Você já deve ter ouvido, uma vez ou outra, alguém falando: “Você não fez mais do que sua obrigação”. Seja para o filho que chega em casa com uma boa nota, para o funcionário que se matou para atingir determinada meta ou entregar um relatório sem erros, para o namorado que deu um presente para a namorada ou simplesmente abaixou a tampa da privada e por aí vai. Todos eles têm em comum o seguinte cenário: se comportaram de determinada maneira e obtiveram como consequência o “Não fez mais do que a sua obrigação”.

Olhando para a situação, não parece que as duas pessoas estão funcionando sob condições diferentes? Aquele que está estudando, fazendo o relatório e etc. estaria interpretando a situação como uma possibilidade de obter consequências agradáveis… Talvez por já ter sido assim com outras pessoas ou em outros contextos, como por exemplo: o filho pode ter visto o amiguinho sendo elogiado pelos pais ao tirar uma nota boa ou ter sido elogiado pela professora, o funcionário pode ter vindo de outra empresa onde a meta alcançada era indicativo de reconhecimento entre os colegas ou uma festa para a equipe, o namorado costumava ver a ex-namorada feliz e recebia “felicitações” ao presenteá-la… Enfim, diante do comportamento que eles exibiam, eles tinham consequências que eram realmente agradáveis para eles!

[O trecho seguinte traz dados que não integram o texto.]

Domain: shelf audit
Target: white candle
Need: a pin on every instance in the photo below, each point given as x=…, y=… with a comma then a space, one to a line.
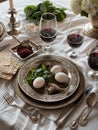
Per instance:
x=11, y=4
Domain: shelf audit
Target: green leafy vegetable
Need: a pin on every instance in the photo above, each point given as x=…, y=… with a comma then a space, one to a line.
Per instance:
x=41, y=71
x=33, y=12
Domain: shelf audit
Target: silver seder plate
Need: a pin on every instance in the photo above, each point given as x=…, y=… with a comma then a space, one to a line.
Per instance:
x=68, y=68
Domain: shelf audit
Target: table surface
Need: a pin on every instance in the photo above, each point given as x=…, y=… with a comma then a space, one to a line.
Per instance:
x=11, y=118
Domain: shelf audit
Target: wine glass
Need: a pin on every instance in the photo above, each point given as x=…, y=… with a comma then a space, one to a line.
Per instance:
x=48, y=30
x=93, y=63
x=75, y=38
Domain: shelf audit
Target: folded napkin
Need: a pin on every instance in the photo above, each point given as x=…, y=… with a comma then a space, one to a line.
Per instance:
x=8, y=65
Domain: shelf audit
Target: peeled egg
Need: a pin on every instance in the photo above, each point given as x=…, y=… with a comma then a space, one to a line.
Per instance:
x=61, y=77
x=55, y=69
x=39, y=82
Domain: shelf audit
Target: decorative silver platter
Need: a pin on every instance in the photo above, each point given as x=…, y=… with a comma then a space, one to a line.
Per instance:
x=68, y=68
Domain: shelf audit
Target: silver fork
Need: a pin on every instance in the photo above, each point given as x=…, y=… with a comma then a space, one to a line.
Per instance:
x=10, y=100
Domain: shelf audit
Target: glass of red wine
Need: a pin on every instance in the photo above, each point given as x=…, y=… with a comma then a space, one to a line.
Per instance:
x=48, y=30
x=75, y=38
x=93, y=63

A outra parte, porém, pode não ter habilidade suficiente para perceber esta situação e estar afetando o comportamento de uma forma que não é das mais interessantes. Ou seja, caso a pessoa não se comporte da forma “esperada”, ela terá sérios problemas e como consequência terá um monte de problemas (o funcionário leva um “esporro”, o filho fica de recuperação e ainda leva castigo e o namorado vai ter que ouvir #mimimi da namorada caso não a agrade). Nesta linha de raciocínio, quando a pessoa age do jeito “esperado” e “não faz mais do que a obrigação”, ela deveria ficar satisfeita só de não levar um esporro ou não enfrentar um problema após o seu desempenho.

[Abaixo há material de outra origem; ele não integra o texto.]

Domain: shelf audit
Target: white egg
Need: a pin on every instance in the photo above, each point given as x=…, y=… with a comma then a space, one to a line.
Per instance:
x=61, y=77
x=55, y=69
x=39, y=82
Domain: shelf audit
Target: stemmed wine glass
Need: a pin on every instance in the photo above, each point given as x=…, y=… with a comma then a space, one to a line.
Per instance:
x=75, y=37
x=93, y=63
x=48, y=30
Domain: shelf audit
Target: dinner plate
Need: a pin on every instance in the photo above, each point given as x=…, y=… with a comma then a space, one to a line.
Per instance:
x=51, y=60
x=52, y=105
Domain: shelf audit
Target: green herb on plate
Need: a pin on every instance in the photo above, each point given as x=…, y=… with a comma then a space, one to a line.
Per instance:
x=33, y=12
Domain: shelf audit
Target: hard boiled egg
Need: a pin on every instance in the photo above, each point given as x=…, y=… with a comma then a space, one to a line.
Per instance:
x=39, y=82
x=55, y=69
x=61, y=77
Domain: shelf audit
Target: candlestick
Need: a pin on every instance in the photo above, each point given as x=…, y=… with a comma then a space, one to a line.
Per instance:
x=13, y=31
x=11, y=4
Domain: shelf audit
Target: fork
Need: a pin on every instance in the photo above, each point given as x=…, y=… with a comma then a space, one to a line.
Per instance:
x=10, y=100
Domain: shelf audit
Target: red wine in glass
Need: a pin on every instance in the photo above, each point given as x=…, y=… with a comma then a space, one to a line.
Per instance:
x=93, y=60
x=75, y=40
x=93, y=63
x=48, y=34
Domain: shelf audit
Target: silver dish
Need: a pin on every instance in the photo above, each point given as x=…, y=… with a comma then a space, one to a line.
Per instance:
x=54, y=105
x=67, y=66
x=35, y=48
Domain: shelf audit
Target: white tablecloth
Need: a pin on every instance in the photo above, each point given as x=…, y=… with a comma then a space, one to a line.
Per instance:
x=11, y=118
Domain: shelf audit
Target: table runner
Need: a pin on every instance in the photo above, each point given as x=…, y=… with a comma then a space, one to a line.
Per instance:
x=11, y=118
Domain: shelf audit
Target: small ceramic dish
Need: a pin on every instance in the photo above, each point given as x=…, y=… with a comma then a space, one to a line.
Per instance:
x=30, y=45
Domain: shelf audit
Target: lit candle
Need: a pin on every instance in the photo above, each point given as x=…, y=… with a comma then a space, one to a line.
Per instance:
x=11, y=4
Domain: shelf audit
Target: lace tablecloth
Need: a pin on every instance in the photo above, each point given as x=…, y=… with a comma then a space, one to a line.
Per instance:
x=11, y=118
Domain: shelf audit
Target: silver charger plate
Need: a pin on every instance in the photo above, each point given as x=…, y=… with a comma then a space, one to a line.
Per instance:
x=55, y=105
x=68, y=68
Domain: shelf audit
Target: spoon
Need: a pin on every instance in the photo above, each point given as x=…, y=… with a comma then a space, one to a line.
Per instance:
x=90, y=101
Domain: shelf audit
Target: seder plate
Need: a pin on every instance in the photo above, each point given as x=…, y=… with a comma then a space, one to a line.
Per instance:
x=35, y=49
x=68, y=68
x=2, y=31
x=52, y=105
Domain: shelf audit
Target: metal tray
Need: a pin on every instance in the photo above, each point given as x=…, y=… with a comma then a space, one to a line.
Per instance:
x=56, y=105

Com isso a pessoa fará o suficiente para não ter problemas, parando ao perceber que não mais terá problemas. Afinal, por qual motivo a pessoa vai ter um desempenho SENSACIONAL se no final o resultado é o mesmo?

Agora pare e olhe a sua volta: quantas crianças você conhece que fazem apenas o NECESSÁRIO para passar de ano? E os funcionários que passam o mês inteiro “morcegando” e lá pela metade do mês têm um “surto” de desempenho e atingem as metas? Ou aquele namorado(a) que vive o relacionamento apenas tentando evitar problemas porque sabe que “nada do que fizer será o suficiente”?

gentileza

Note que em nenhum momento eu falei de uma consequência grandiosa. Este tipo de problema costuma ocorrer pelo simples fato da consequência ser uma frase ou atitude no estilo “Não faz mais do que a obrigação”, é uma forma de “ignorar” o desempenho do outro ou não demonstrar o devido reconhecimento que a ação pode merecer.

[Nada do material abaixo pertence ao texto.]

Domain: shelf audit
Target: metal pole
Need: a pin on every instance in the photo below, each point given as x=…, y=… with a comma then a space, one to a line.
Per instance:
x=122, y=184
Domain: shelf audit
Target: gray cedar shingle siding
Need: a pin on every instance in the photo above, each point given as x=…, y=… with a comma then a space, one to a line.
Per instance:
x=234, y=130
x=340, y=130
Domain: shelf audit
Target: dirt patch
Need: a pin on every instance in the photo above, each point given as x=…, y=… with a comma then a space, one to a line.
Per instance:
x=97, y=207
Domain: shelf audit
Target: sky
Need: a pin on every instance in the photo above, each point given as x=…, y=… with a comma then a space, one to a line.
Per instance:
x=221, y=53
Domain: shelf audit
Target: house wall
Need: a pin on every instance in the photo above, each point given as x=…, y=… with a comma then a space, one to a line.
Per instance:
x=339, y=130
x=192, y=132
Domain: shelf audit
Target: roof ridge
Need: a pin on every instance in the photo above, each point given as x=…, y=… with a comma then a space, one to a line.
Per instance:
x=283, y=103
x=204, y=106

Você pode não perceber, mas pequenas consequências fazem toda a diferença na vida das pessoas. Não se trata de ser frio e calculista, pensando onde e quando elogiar e fazer 1001 coisas, trata-se de ser capaz de reconhecer mudanças no outro.

Isso não quer dizer que você terá que ficar reconhecendo, aplaudindo, elogiando cada pequena mudança da pessoa.  Mas algumas vezes, quando a pessoa está fazendo uma mudança muito difícil, é interessante que ela perceba que tem alguém notando esta mudança. Não apenas notando, mas ficando feliz que tal mudança esteja ocorrendo.

Fazer isto, em geral, não custa muito e faz bem não apenas para o outro, mas para você. Isso porque este tipo de atitude tende a gerar um ambiente mais agradável de se conviver. Teste em seu dia-a-dia e veja se não funciona!